Les marketplaces, victimes de leur propre succès ?
Le vrai problème des marketplaces, c’est qu’elles ont misé sur la centralisation. Et que cette centralisation a fini par se retourner contre elles. En concentrant les vendeurs et les produits, elles ont nivelé l’expérience utilisateur autour du plus petit dénominateur commun. En augmentant leurs commissions, elles ont étranglé les marges. En renforçant leur logistique, elles ont rendu les vendeurs dépendants.
Plus inquiétant : la promesse de visibilité s’érode. Le search interne d’Amazon est devenu une guerre d’enchères, où seuls les annonceurs les plus généreux s’imposent. Pour les autres ? C’est l’anonymat. Résultat : des marques migrent vers le D2C (Direct-to-Consumer), investissent en SEO, en réseaux sociaux, et redécouvrent le pouvoir d’un site bien conçu, bien référencé, bien animé. Un retour aux fondamentaux de l’Internet.

Et demain ? Ce ne sont plus les plateformes qui feront la loi, mais les audiences
Soyons clairs : les marketplaces ne vont pas disparaître. Mais leur modèle n’est plus incontournable. L’avenir du commerce en ligne, ce n’est plus la plateforme unique, c’est la multiplication des points de contact. Les consommateurs veulent choisir où et comment ils achètent.
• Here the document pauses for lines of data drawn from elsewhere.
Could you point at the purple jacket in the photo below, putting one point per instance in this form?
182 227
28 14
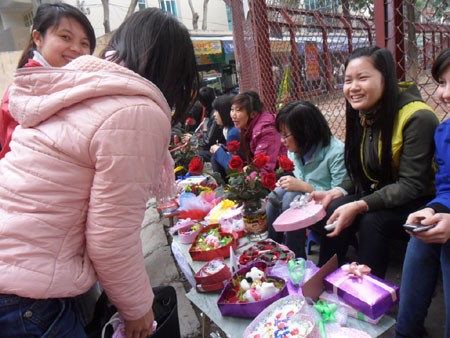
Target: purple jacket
264 138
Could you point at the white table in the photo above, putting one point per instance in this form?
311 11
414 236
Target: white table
234 327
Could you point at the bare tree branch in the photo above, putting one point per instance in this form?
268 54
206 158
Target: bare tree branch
205 15
195 16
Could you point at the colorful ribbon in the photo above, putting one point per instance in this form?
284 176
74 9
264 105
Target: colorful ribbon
326 311
296 270
300 201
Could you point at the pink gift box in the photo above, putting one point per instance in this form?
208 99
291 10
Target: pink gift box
369 294
299 217
221 251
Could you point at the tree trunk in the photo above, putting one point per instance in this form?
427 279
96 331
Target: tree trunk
131 8
205 15
105 4
195 16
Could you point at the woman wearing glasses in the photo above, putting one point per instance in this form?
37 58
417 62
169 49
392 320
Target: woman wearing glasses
319 165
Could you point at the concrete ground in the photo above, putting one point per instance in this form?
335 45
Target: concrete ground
163 270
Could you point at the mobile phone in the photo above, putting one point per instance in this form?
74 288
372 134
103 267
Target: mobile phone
422 228
418 228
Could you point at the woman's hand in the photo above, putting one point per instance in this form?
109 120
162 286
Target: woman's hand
290 183
140 328
344 216
186 138
325 197
440 234
214 148
418 216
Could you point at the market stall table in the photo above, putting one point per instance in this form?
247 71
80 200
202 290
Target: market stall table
232 326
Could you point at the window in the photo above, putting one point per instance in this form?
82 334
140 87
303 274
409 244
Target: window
169 6
28 19
142 4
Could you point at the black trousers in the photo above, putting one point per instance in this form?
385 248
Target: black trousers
375 229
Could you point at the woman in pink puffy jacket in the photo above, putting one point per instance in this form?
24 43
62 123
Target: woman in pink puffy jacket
91 148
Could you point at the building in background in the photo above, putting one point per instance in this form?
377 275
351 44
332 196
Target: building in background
212 37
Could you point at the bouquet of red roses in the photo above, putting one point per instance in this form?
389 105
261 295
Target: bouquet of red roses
248 183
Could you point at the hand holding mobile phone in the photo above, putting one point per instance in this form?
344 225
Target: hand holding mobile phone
418 228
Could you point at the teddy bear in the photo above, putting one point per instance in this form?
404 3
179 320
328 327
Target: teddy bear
252 279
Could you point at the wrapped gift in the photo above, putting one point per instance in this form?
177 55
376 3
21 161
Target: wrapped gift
188 233
216 212
183 183
283 318
212 243
250 291
268 251
213 272
167 207
213 276
361 290
301 214
351 311
232 221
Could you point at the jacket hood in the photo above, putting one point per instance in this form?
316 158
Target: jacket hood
38 93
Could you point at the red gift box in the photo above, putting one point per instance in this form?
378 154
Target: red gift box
268 251
229 303
201 252
186 234
213 272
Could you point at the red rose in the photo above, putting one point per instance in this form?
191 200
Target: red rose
233 146
236 163
196 166
260 160
285 163
269 180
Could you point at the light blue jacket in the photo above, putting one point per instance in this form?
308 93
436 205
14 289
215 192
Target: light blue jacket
325 169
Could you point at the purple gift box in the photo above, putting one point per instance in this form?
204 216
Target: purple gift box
369 294
230 306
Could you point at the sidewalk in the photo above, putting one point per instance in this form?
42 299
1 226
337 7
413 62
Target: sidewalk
162 270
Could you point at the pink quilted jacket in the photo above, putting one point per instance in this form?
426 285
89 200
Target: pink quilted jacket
90 150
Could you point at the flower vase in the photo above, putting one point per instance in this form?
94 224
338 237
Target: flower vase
255 220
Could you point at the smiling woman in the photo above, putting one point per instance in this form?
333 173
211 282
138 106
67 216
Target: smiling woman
257 129
388 154
60 33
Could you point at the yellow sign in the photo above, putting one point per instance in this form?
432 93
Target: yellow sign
280 46
202 47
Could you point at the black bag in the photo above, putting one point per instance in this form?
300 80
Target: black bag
164 309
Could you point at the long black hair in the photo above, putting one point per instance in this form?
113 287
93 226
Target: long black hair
306 124
387 112
48 16
155 45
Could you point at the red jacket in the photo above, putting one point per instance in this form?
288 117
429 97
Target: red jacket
264 138
7 122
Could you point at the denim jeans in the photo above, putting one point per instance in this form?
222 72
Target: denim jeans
419 278
375 230
279 201
46 318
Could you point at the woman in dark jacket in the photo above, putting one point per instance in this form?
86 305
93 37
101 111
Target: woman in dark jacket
388 154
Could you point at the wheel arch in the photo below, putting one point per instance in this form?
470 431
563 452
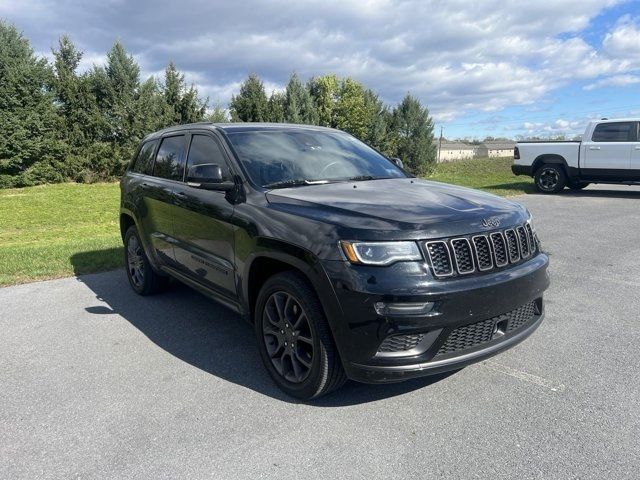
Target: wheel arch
275 256
549 159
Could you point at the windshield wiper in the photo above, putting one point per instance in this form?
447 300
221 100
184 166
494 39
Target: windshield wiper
298 182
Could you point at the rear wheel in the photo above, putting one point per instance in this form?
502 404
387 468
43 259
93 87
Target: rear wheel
294 338
550 178
142 278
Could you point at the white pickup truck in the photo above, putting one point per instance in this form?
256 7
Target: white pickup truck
608 153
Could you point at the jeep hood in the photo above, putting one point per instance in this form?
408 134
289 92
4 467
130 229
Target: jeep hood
401 204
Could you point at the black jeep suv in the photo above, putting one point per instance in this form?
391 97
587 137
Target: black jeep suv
347 266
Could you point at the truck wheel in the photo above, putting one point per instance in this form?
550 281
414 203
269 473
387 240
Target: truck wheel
142 277
294 339
550 179
577 185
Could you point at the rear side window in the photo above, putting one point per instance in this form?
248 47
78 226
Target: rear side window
144 160
204 149
170 158
614 132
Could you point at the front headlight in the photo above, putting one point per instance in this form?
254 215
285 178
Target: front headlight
380 253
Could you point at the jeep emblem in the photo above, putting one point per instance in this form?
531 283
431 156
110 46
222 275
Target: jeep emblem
492 222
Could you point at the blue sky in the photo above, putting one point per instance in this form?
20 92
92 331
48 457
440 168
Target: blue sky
489 67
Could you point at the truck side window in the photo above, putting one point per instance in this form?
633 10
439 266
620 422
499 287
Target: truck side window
205 149
170 158
144 160
614 132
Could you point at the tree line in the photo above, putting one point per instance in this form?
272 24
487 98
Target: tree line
59 124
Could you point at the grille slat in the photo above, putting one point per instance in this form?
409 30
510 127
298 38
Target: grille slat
499 249
463 256
484 252
440 259
524 242
475 334
512 245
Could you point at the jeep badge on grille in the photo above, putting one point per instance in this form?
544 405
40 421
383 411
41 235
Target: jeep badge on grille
492 222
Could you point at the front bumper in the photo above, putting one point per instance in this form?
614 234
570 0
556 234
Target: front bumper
460 302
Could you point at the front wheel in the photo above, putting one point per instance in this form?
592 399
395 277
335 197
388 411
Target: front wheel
294 338
550 179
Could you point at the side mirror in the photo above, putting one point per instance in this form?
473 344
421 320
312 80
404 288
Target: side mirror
207 176
397 162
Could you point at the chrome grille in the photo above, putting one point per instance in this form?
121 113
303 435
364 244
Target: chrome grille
463 256
483 253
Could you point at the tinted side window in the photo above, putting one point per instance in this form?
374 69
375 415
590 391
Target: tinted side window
144 160
614 132
170 159
205 149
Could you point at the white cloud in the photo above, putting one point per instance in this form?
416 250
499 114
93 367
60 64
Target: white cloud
456 56
614 81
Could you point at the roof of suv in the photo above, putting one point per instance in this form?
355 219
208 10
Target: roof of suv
239 127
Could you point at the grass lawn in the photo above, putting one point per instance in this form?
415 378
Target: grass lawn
58 230
55 231
491 174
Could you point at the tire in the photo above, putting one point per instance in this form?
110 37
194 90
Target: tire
577 185
294 338
550 178
144 280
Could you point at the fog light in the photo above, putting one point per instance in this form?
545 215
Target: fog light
415 308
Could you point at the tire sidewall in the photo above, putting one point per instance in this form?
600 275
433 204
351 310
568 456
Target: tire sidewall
561 178
132 231
314 381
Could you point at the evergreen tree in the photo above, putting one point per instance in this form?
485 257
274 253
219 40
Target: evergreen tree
351 111
30 145
250 105
298 104
324 91
183 105
413 128
217 114
275 107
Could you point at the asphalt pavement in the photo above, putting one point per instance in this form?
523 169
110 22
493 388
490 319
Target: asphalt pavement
96 382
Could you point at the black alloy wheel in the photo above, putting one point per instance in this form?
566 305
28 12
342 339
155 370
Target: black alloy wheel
288 337
550 179
294 338
142 277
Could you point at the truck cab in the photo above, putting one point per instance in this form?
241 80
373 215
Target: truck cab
609 152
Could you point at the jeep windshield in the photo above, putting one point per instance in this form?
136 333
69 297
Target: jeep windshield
298 157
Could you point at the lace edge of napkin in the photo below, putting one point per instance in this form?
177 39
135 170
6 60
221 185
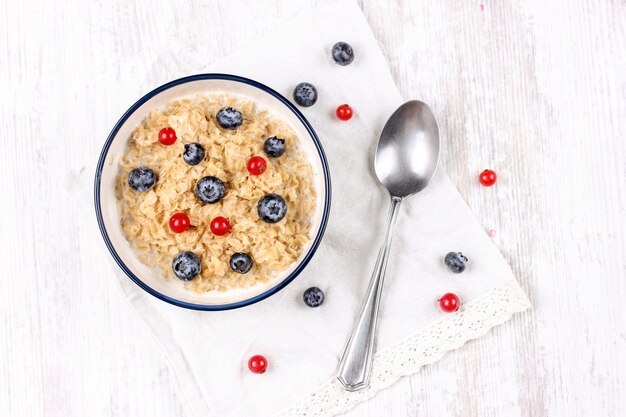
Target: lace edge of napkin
426 346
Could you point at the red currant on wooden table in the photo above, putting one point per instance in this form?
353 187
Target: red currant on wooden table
256 165
220 226
257 364
449 302
487 178
344 112
179 222
167 136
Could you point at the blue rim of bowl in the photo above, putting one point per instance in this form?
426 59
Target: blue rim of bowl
312 249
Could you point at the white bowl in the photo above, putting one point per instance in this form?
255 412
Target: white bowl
107 207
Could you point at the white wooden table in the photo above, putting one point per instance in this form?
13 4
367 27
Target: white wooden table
536 91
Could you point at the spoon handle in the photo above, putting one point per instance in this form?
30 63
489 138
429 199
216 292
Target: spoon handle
356 362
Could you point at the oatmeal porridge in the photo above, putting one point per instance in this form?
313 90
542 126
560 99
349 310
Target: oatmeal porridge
215 192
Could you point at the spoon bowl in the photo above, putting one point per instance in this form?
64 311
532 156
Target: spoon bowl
407 154
405 163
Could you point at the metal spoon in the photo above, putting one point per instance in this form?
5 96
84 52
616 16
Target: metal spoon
406 160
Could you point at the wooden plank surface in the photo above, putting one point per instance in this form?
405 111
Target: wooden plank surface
535 90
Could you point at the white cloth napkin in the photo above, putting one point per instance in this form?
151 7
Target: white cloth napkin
209 350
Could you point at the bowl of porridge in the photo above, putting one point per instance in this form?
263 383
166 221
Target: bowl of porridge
212 192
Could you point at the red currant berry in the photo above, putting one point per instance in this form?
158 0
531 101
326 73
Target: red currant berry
257 364
449 302
344 112
179 222
167 136
487 178
220 226
256 165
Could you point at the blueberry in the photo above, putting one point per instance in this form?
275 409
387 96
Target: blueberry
455 261
272 208
186 265
343 53
313 297
141 179
229 118
210 189
274 146
194 153
241 262
305 94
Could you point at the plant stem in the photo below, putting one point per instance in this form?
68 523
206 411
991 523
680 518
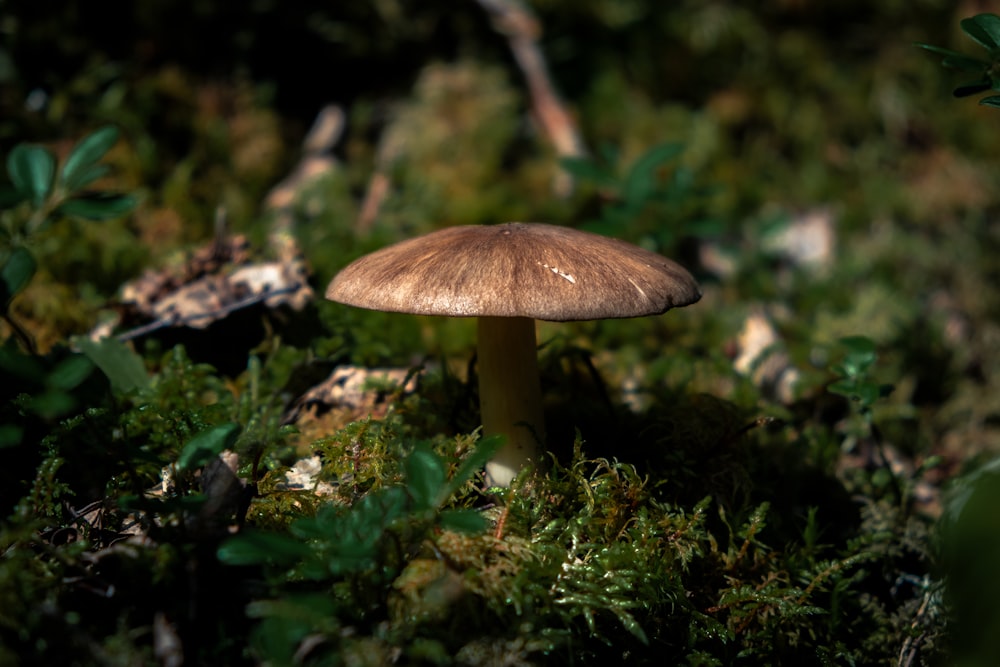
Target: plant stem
510 394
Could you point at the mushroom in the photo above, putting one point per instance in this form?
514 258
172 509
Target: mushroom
508 276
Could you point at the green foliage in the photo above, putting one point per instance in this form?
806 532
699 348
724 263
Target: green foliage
854 370
984 29
648 202
706 523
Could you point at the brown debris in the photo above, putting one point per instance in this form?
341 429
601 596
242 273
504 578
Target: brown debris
355 392
216 280
513 20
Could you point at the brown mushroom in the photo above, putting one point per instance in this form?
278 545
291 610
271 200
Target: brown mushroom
507 276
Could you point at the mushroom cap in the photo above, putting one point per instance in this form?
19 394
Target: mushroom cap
516 269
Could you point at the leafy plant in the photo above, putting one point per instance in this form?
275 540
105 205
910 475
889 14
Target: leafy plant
352 551
984 29
39 194
639 198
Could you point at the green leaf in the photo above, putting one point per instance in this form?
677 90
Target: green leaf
257 548
485 450
52 404
425 478
462 521
122 366
860 354
957 60
965 64
207 445
641 180
98 206
586 169
70 372
10 196
973 88
15 275
31 169
77 171
10 435
985 29
88 175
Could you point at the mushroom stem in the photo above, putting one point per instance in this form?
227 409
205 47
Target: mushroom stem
510 394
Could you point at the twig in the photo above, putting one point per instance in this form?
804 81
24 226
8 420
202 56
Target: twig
216 315
512 19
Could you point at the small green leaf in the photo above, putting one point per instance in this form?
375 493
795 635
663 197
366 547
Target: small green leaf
257 548
15 275
76 171
965 64
207 445
98 206
88 175
122 366
31 169
52 404
485 450
10 435
588 170
973 88
462 521
10 196
641 180
984 29
956 60
425 478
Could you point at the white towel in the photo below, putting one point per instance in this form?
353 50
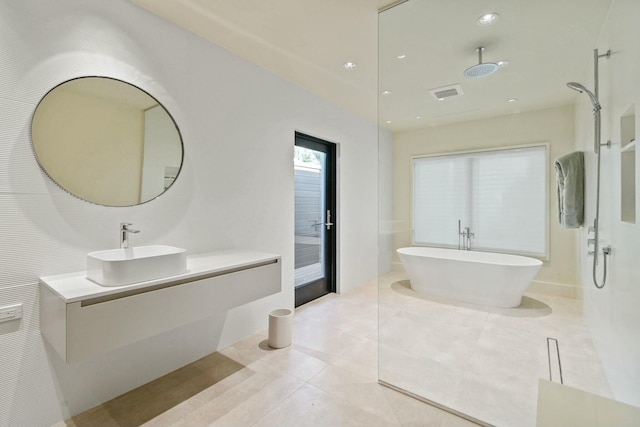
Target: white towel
570 180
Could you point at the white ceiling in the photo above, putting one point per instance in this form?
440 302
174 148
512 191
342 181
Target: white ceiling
547 42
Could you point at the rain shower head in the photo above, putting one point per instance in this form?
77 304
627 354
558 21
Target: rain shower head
481 69
580 88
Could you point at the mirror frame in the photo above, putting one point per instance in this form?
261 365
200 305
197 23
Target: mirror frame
48 174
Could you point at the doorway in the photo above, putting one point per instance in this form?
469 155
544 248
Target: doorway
315 218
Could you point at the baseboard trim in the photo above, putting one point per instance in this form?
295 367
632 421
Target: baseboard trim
556 289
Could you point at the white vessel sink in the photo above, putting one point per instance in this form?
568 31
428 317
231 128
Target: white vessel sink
117 267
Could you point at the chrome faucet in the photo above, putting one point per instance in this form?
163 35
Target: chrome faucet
469 236
466 235
124 234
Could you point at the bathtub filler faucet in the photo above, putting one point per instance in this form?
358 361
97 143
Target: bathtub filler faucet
124 234
466 236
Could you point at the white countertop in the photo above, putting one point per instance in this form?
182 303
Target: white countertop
73 287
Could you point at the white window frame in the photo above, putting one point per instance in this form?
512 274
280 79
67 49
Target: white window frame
545 256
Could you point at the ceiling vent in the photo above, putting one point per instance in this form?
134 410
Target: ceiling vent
447 92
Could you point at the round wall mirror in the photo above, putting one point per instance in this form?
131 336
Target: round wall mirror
106 141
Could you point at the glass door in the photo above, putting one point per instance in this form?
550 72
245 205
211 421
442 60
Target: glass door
315 218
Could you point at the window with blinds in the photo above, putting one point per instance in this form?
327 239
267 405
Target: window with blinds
501 195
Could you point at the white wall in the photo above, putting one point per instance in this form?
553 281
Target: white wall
554 126
612 313
235 189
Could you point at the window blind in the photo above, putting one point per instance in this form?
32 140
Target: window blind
501 195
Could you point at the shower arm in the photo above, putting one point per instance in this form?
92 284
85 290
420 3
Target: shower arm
597 146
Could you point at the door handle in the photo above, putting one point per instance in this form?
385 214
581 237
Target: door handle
328 223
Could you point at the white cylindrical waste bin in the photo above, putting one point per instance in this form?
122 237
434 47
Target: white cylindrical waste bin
280 325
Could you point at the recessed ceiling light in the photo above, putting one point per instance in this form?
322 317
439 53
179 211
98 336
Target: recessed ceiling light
488 18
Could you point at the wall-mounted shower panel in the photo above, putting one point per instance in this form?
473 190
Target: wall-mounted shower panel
628 166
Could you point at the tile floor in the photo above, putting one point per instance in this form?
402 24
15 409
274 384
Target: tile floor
482 361
327 377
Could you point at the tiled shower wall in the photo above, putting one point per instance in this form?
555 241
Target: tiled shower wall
235 189
612 313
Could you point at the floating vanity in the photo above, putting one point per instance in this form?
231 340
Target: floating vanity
81 318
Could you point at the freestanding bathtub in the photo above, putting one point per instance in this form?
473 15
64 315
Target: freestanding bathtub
485 278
Et pour cela, ils utilisent leur moteur de recherche, leurs apps préférées, leurs influenceurs de confiance, les sites qui proposent des fonctionnalités spécifiques.
Ce changement oblige les commerçants à redevenir stratèges. À ne plus se contenter de “poser leur catalogue” sur une place de marché, mais à réfléchir en termes de parcours, d’image, de communauté, d’outil dédié. La distribution (re)devient fluide, multicanale, émotionnelle.